Fu allora che la Turchia di Erdogan scese in campo per evitare la nascita di un’entità autonoma curda in Siria che potesse fare da puntello ai curdi autonomisti in Turchia, ma anche per evitare la ripresa del flusso di profughi sunniti siriani verso nord. In quel contesto Vladimir Putin, in piena coerenza con la tradizione russa di appoggio a Damasco per garantirsi le basi della marina tra Latakia e Tartus, decise di accrescere il sostegno a Bashar. La svolta fu nel 2015: grazie agli aiuti iraniani e alla copertura dei Mig di Mosca, l’esercito siriano, che solo l’anno prima pareva destinato alla sconfitta, riguadagnò terreno, si consolidò a Damasco, Homs, Hama, Palmira, mirò a riprendere Aleppo. Il Paese era ridotto in rovina, l’economia al collasso. I morti superavano il mezzo milione; i profughi all’estero, perlopiù in Turchia (alla volta dell’Europa), Giordania e Libano, erano oltre sei milioni, altrettanti gli sfollati interni.

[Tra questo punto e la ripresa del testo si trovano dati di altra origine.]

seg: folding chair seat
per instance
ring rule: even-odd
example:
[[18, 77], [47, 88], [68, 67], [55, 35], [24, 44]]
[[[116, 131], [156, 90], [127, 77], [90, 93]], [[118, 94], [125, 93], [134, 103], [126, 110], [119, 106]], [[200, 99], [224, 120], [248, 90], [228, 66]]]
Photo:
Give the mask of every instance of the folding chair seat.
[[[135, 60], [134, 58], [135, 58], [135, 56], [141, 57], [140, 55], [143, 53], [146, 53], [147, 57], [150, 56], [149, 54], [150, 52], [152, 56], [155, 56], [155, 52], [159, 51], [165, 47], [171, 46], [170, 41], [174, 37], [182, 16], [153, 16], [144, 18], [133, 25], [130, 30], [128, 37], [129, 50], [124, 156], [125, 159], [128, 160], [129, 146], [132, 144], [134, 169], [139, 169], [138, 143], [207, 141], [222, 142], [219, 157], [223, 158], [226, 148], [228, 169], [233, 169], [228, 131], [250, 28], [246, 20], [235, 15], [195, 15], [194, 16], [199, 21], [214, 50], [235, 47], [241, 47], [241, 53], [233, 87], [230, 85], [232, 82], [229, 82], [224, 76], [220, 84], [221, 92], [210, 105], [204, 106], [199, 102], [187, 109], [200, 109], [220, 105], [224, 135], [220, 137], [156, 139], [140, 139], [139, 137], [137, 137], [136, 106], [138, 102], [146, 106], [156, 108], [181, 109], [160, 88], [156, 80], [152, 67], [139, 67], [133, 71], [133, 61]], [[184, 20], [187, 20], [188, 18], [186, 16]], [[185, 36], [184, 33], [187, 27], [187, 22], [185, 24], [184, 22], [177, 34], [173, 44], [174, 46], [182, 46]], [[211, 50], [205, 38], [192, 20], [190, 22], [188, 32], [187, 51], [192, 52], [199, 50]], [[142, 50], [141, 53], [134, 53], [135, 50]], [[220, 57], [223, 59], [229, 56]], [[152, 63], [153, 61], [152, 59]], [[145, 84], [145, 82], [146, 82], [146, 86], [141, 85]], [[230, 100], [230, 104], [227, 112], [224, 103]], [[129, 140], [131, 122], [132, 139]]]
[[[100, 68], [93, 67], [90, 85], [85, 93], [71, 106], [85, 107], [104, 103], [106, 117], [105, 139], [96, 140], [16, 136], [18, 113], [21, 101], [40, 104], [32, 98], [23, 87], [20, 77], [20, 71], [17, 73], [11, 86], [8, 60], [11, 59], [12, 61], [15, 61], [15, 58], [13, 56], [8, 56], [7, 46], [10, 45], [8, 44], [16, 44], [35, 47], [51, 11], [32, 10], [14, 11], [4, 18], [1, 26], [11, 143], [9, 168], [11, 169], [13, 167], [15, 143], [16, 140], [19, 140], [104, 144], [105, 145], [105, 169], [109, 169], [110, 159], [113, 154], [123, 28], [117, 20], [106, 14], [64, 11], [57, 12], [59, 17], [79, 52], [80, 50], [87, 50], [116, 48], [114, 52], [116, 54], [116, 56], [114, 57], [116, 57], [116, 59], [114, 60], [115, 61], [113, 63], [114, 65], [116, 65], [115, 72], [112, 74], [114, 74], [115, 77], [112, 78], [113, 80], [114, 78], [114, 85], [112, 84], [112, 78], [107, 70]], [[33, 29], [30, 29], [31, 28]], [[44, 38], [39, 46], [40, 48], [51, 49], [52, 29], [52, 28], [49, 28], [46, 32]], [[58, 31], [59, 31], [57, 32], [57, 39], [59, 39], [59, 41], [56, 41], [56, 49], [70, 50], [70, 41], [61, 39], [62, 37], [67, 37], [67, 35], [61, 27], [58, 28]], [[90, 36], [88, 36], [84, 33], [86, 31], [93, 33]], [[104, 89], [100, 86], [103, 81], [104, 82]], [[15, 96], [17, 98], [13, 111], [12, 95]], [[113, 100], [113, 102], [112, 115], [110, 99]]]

I tragici sviluppi della crisi nelle ultime settimane sono oggi la diretta conseguenza dello scenario definito tra il 2017 e la sconfitta di Isis nel 2019 nelle sue ultime roccaforti lungo la valle dell’Eufrate. A fronte della marginalità delle forze Nato, e con circa 600 soldati americani attestati nelle aree petrolifere della provincia curda del Nord-Est, Assad appare determinato a riprendere il controllo del Paese grazie al contributo iraniano e soprattutto russo. I curdi stanno trattando la resa a Bashar. A contrastarlo c’è soltanto l’esercito turco, attestato nella regione di Idlib assieme alle milizie jihadiste sunnite figlie della rivoluzione del 2011 e radicalizzate da nove anni di guerre. I recenti accordi tra Erdogan e Putin per garantire nuove regole sul cessate il fuoco appaiono però estremamente fragili. L’ultimo tragico capitolo del lungo inverno siriano — anche la violenza del clima ha contribuito nei mesi scorsi al disastro umanitario — sarà scritto nelle prossime settimane.